Bug 1309339

Summary: RabbitMQ resource fails to stop during scale out run on IPv6 and SSL environment
Product: Red Hat OpenStack Reporter: Marius Cornea <mcornea>
Component: rhosp-directorAssignee: Angus Thomas <athomas>
Status: CLOSED NOTABUG QA Contact: yeylon <yeylon>
Severity: urgent Docs Contact:
Priority: unspecified    
Version: 7.0 (Kilo)CC: dbecker, fdinitto, jslagle, kbasil, mburns, morazi, rhel-osp-director-maint, srevivo, yeylon
Target Milestone: y3   
Target Release: 7.0 (Kilo)   
Hardware: Unspecified   
OS: Unspecified   
Whiteboard:
Fixed In Version: Doc Type: Bug Fix
Doc Text:
Story Points: ---
Clone Of: Environment:
Last Closed: 2016-02-17 20:56:00 UTC Type: Bug
Regression: --- Mount Type: ---
Documentation: --- CRM:
Verified Versions: Category: ---
oVirt Team: --- RHEL 7.3 requirements from Atomic Host:
Cloudforms Team: --- Target Upstream Version:

Description Marius Cornea 2016-02-17 14:15:51 UTC
Description of problem:
RabbitMQ resource fails to stop during scale out with an additional compute in an IPv6 and SSL environment

Version-Release number of selected component (if applicable):
openstack-tripleo-heat-templates-0.8.6-121.el7ost.noarch

How reproducible:
100%

Steps to Reproduce:
1. Deploy overcloud:
export THT=/home/stack/templates/my-overcloud 
openstack overcloud deploy --templates $THT \
-e $THT/environments/network-isolation-v6-storagev4.yaml \
-e $THT/environments/net-single-nic-with-vlans-v6.yaml \
-e /home/stack/templates/network-environment-v6.yaml \
-e ~/templates/enable-tls.yaml \
-e ~/templates/inject-trust-anchor.yaml \
-e ~/templates/ceph.yaml \
-e ~/templates/firstboot-environment.yaml \
--control-scale 3 \
--compute-scale 1 \
--ceph-storage-scale 3 \
--neutron-disable-tunneling \
--neutron-network-type vlan \
--neutron-network-vlan-ranges datacentre:1000:1100 \
--libvirt-type qemu \
--ntp-server clock.redhat.com \
--timeout 180

2. Rerun the deployment command with --compute-scale 2


Actual results:
overcloud  | UPDATE_FAILED

 pcs resource restart rabbitmq-clone\nError: Could not complete shutdown of rabbitmq-clone, 1 resources remaining\nError performing operation: Timer expired\n\nSet 'rabbitmq-clone' option: id=rabbitmq-clone-meta_attributes-target-role set=rabbitmq-clone-meta_attributes name=target-role=stopped\nWaiting for 1 resources to stop:\n * rabbitmq-clone\n * rabbitmq-clone\nDeleted 'rabbitmq-clone' option: id=rabbitmq-clone-meta_attributes-target-role name=target-role\n\n", 


Expected results:
The cluster gets restarted ok and the scale out completes fine.

Additional info:
Attaching the sosreports.

Comment 1 Marius Cornea 2016-02-17 14:18:13 UTC
Note that this leaves the overcloud in a non-functional state.

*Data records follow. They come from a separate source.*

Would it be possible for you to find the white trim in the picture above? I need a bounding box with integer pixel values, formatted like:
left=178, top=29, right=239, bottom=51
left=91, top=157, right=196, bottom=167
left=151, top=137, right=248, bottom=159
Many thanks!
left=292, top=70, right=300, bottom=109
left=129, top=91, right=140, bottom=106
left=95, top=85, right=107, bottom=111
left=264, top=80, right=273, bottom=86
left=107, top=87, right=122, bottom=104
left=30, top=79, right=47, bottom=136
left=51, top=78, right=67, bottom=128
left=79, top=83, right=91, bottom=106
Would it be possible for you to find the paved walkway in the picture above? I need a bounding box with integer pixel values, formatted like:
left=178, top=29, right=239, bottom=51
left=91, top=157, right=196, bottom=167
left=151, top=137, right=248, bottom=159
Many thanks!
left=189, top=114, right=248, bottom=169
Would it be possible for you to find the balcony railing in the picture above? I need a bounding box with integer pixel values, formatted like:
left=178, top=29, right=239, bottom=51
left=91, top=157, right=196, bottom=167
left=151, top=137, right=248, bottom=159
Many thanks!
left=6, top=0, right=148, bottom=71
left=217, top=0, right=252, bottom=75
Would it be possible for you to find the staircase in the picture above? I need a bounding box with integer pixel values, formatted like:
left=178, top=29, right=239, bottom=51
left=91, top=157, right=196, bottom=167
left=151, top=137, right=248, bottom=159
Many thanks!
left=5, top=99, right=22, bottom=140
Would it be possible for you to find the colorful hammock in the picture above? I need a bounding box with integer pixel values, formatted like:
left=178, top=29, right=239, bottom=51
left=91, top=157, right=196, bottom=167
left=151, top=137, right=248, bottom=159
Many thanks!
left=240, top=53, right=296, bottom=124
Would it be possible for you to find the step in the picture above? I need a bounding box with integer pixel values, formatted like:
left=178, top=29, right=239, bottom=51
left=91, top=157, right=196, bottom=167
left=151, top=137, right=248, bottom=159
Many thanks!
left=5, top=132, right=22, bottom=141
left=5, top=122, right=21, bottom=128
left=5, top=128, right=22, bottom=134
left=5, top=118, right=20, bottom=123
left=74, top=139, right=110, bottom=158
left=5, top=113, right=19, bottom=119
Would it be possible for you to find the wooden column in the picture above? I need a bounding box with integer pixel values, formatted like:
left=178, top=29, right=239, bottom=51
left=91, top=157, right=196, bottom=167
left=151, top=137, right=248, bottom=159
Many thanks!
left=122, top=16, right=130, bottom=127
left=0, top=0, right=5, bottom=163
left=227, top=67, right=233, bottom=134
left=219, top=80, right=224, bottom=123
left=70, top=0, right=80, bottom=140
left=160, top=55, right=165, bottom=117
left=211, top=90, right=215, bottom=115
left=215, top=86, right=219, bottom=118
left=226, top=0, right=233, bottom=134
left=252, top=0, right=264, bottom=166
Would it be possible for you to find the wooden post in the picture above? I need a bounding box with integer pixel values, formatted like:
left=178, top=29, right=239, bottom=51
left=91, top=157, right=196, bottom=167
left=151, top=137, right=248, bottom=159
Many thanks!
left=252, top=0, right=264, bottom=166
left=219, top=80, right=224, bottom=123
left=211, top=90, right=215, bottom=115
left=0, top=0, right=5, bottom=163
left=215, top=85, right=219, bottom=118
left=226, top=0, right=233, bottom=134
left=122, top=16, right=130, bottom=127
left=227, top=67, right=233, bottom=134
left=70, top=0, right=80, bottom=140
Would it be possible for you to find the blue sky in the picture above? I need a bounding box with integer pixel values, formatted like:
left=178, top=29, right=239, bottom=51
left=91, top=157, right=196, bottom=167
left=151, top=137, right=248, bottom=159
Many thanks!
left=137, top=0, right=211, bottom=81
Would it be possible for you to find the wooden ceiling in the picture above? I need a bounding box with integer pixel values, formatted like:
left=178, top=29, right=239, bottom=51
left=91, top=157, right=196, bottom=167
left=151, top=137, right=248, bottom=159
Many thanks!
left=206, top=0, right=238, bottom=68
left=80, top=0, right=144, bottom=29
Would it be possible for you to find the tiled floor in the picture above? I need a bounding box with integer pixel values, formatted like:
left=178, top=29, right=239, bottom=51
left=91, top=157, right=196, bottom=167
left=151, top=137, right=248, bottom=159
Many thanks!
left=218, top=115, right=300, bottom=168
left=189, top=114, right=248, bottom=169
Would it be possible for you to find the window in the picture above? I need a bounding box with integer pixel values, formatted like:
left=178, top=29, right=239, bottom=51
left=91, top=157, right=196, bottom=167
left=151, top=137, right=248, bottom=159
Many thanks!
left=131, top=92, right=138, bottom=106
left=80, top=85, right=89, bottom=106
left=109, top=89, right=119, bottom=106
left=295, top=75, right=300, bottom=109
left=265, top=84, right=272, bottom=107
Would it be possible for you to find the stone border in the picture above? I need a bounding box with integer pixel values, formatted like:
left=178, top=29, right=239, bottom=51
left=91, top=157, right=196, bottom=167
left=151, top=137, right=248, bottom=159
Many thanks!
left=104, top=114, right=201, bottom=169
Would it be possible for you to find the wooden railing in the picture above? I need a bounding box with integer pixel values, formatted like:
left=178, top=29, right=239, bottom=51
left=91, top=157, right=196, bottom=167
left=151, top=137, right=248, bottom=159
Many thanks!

Comment 5 Fabio Massimo Di Nitto 2016-02-17 15:45:42 UTC
Sounds very weird to me that the cause of the problem is IPv6 and SSL. We have seen some stop timeout errors before because the VMs were running on overcommitted hosts.

We will verify this, but in the meantime can you please make sure the problem is not overcommit on the host?

Comment 6 Marius Cornea 2016-02-17 15:51:28 UTC
This could indeed be a potential cause - there are 8 x overcloud VMs with 4 vCPUs and 8GB RAM each on a physical host with 16 cores and 64GB of RAM.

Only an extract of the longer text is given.